Here’s a picture of the lower sales floor, with The World War I Flying Ace ‘patrolling’ overhead in his Sopwith Camel.
The upper floor of the gallery had a number of vintage Peanuts items, but this item was particularly interesting. This was the barber pole that used to be outside the barber shop that Charles Schulz’s father worked at. The connection was made evident in the Peanuts strips, with Charlie Brown’s Dad being a barber. The barber pole here was ‘rescued’ by Charles’ daughter Jill many years ago.
Finally, it was time to visit the Museum. I must admit that I enjoyed the way that Schulz’s family really worked to make the structure not so ostentatious. Its simplicity on the outside seems to provide a nice sincerity that one doesn’t normally see in regards to some Museums. Plus, the clean lines and box-like windows put one in mind of comic-strip panels.
The museum’s Great Hall features several art pieces by Yoshiteru Otani. These include this wood-based piece showing Snoopy’s evolution over the years-
-along with this tile mural, made up of 3,588 Peanuts strips. Below, you can see what a portion of it looks like up close.
Off to the left of the Great Hall are the exhibition galleries. The main gallery areas have space for visiting exhibitions, and specially-themed exhibitions that showcase specific strips from the Peanuts lineup. Every few months, the exhibition is changed to a new theme. While I was there, the theme was Hit the Road, Snoopy. This exhibition was just like candy for me. Growing up and reading through all the Peanuts books in my school’s library, many of the strips on hand were deeply ingrained in my mind. One that was fun to see was where Snoopy attempts to enter a wrist-wrestling competition in Petaluma, CA. I still remember as a kid trying to figure how to pronounce the name (Pee-tah-luhm-muh?).
Much like seeing Monet’s Water Lilies up close adds an extra dimension to the artwork, so too did seeing the strips on display. One could see the pencil lines, pasted-over lettering corrections, and (my favorite), the ink layers for scenes where a character was seen in dark silhouette.
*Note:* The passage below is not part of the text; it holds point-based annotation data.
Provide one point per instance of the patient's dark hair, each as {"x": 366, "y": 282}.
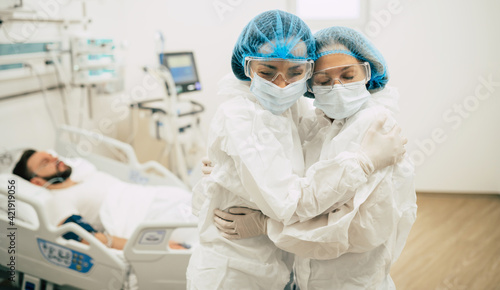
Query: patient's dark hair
{"x": 21, "y": 168}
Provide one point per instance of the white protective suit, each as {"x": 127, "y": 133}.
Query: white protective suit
{"x": 258, "y": 164}
{"x": 354, "y": 246}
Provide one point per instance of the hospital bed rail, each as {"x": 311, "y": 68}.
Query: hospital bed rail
{"x": 156, "y": 265}
{"x": 41, "y": 251}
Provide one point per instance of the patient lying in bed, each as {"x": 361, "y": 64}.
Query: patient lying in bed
{"x": 109, "y": 208}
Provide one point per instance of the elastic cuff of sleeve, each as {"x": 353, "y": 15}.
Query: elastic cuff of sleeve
{"x": 365, "y": 163}
{"x": 109, "y": 239}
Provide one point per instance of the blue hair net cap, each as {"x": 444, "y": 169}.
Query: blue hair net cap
{"x": 339, "y": 39}
{"x": 273, "y": 34}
The photocopying process that put the comics into newspapers would just meld all those layers into one basic black tone, so seeing the multiple layers was a little thrill for me. (At the request of the Museum, I didn’t take photos of the galleries)
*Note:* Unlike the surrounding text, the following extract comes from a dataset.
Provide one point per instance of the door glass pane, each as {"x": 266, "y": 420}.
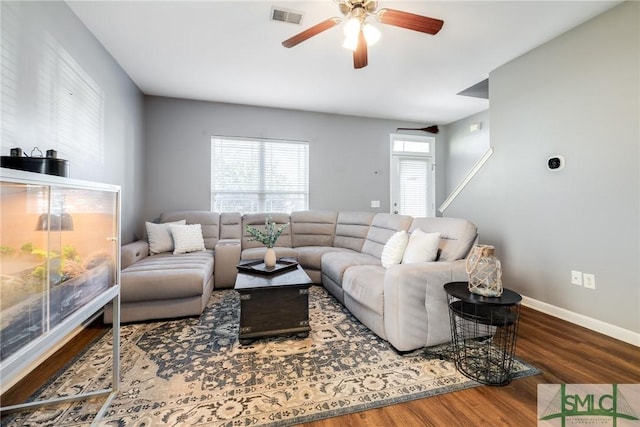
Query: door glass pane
{"x": 413, "y": 186}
On the other side of the Great Hall, the Courtyard housed several art pieces, and was a nice place to relax.
Of the various pieces of art on display, the giant Charlie Brown Sweater (created by artist Suzanne Morlock) was only there temporarily. Believe it nor not, it was ‘knitted’ using leftover mylar.
While the lower floor of the Museum feels moreso about the Peanuts gang, the main area on the second floor delves into Charles Schulz and his life. His studio has been recreated here as well.
A room adjacent to the ‘studio’ houses mementos of Schulz’s life, along with awards, and other odds-and-ends. There was also a smaller, temporary gallery featuring artwork that Schulz did that wasn’t primarily comic-strip related. Notable was this little ‘get well’ watercolor/pen-and-ink image that was made for Aunt Ruth. It’s a notable piece of art, because it has an adult figure rendered in the same frame as the Peanuts characters.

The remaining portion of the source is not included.